Because of the long-term nature of the data collected by satellites, explains Denizot, cloud cover is not a major problem.

“Cloud cover may create temporary verification gaps, but deforestation and land-use change are generally analysed over relatively long periods, on a monthly or annual scale, which increases the chances of obtaining cloud-free images in the case of optical imagery.”

Nevertheless, it can be an impediment to monitoring and can reduce the number of usable observations.


Also read → EUDR from space: What Earth observation data tells us about forest loss

This is because it obscures the surface of the land, meaning that it is more difficult for satellites, especially optical satellites, to see what is going on down below.

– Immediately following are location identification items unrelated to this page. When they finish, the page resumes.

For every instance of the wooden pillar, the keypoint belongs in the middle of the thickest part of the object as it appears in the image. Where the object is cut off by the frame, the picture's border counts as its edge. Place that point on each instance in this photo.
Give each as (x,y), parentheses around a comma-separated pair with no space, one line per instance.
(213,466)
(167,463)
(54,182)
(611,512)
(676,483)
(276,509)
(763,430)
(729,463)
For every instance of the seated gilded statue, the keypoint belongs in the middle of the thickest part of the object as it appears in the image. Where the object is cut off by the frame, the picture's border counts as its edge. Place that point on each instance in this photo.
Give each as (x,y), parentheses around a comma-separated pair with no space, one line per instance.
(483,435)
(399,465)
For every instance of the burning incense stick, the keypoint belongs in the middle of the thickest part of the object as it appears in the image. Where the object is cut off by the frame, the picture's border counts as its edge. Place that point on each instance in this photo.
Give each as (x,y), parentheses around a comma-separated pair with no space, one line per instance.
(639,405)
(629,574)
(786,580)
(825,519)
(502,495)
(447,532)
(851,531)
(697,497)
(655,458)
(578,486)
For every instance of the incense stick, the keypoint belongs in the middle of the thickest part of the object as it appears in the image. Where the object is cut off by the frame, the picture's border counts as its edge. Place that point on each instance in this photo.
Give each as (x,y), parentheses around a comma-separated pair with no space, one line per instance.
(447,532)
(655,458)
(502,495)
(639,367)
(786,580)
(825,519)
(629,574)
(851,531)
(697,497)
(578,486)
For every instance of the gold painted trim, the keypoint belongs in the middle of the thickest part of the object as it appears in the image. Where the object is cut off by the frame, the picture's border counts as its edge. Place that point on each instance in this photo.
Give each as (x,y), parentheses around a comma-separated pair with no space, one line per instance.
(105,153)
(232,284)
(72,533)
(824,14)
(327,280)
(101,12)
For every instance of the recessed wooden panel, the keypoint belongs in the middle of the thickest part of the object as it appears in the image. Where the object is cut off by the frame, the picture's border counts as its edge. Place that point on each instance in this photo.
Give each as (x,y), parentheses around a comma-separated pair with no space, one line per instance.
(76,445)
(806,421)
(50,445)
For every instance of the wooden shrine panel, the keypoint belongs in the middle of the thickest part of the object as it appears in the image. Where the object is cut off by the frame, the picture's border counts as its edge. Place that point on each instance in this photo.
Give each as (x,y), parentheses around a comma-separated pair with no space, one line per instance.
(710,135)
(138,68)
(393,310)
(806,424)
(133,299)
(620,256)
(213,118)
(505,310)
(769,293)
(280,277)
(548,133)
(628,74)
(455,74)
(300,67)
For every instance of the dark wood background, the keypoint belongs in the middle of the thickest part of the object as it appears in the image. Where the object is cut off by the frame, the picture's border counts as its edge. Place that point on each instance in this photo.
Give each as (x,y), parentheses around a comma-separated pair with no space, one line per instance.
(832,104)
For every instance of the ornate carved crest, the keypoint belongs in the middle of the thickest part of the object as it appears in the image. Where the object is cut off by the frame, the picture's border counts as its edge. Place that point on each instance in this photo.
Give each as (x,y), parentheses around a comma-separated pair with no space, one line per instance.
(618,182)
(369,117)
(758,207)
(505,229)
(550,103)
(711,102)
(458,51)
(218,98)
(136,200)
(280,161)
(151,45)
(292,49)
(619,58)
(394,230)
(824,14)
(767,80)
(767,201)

While cloud cover alone is unlikely to make a product non-compliant, suggests Georgios Raptakis, product manager for TradeAware at software company LiveEO, what it can do is reduce confidence or even delay assessment.

“The key issue is whether cloud and shadow prevent a reliable reading of the land surface across enough observations within the relevant time window. In very cloudy regions, this can require mosaics built over several months rather than relying on a single clear observation.”

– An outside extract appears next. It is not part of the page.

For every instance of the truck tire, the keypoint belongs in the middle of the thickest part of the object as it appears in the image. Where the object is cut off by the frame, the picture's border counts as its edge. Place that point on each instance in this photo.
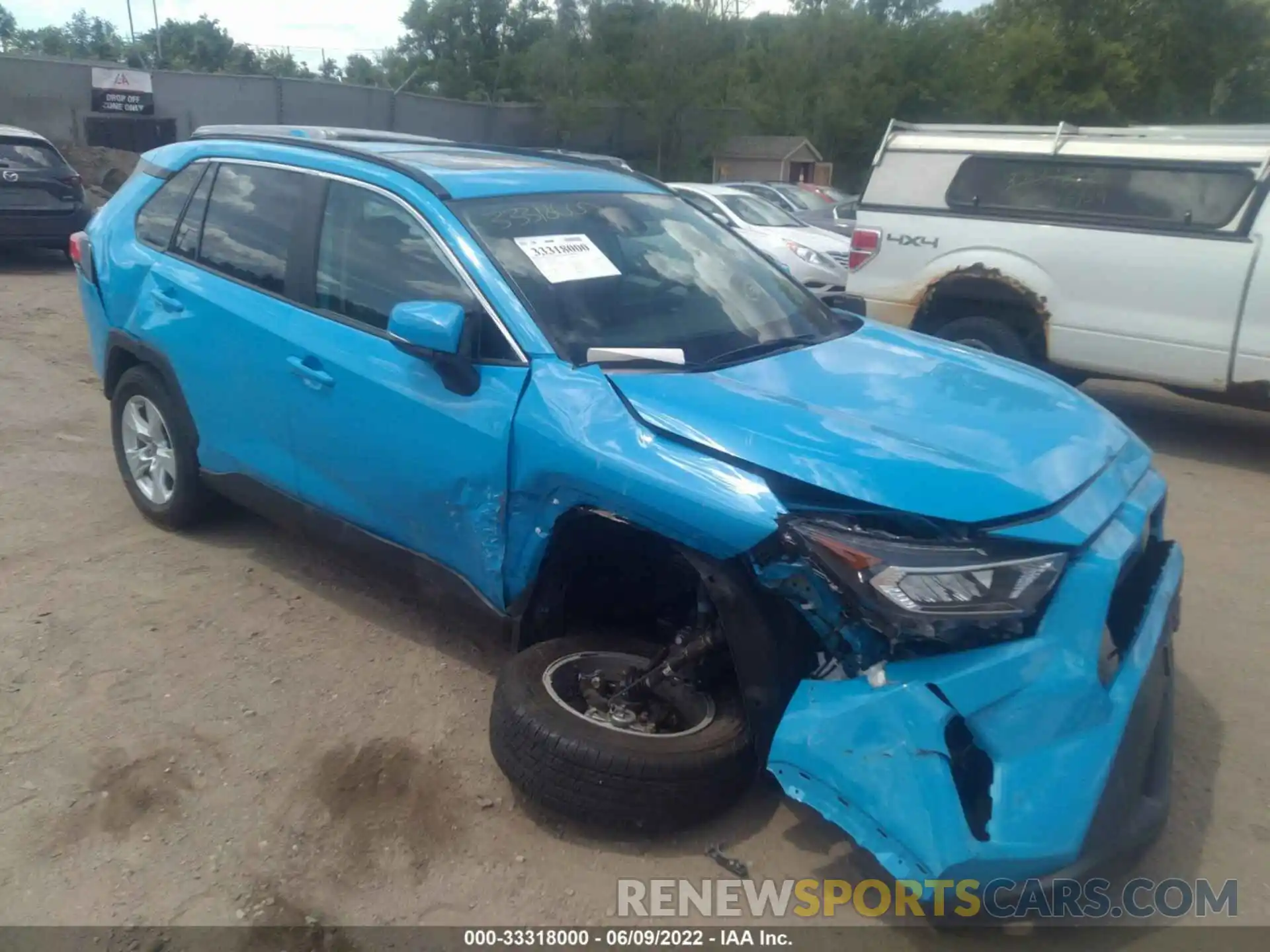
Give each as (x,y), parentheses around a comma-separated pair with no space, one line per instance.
(610,777)
(155,451)
(988,334)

Many of the regions for which the EUDR is most relevant – tropical areas in west Africa, southeast Asia and Latin America where its covered commodities are grown – are persistently cloudy. “The problem hits hardest precisely where the EUDR is most focused”, says Marc Loubad, CEO of information services company Veridian Geospatial.

There is, LiveEO’s Raptakis suggests, “still a trade-off between timeliness, cost, and certainty in very cloudy regions”.

Nevertheless, in the view of Airbus’s Denizot, cloud cover only provides “a temporary uncertainty rather than a permanent inability to assess deforestation monitoring”.

‘Seeing’ through the clouds

Satellites do exist that can penetrate cloud cover. For example, the synthetic aperture radar (SAR) satellite sends a pulse of energy to the world below, and uses its interaction with physical structures – forests, mountains, and other features of the landscape – to ascertain what’s there. It can also detect conditions like soil moisture.

Unlike optical satellites, these do not rely on being able to see, meaning that cloud cover and other visual elements are less of an impediment.

“SAR systems emit their own radio waves, allowing them to capture highly detailed images through clouds, smoke and darkness”, says Airbus’s Denizot.

The good news is that access to SAR data is becoming increasingly widespread. The European Space Agency (ESA) offers SAR data collected from its Copernicus Sentinel-1 satellite free of charge.

However, SAR satellites are not perfect. They are highly sensitive, explains Airbus’s Denizot, meaning that numerous false positives have been detected using them.

Therefore, they are rarely used alone but more often in combination with optical satellites.

Furthermore, they are often complex to interpret. “SAR data is not an optical imagery that non expert users can easily interpret”, says Alison Goddard, media relations for UK and Ireland for the European Space Agency.

Overall, while cloud cover can inhibit monitoring and no data gathering method is perfect, the combination of frequent monitoring and the use of SAR can mitigate such problems.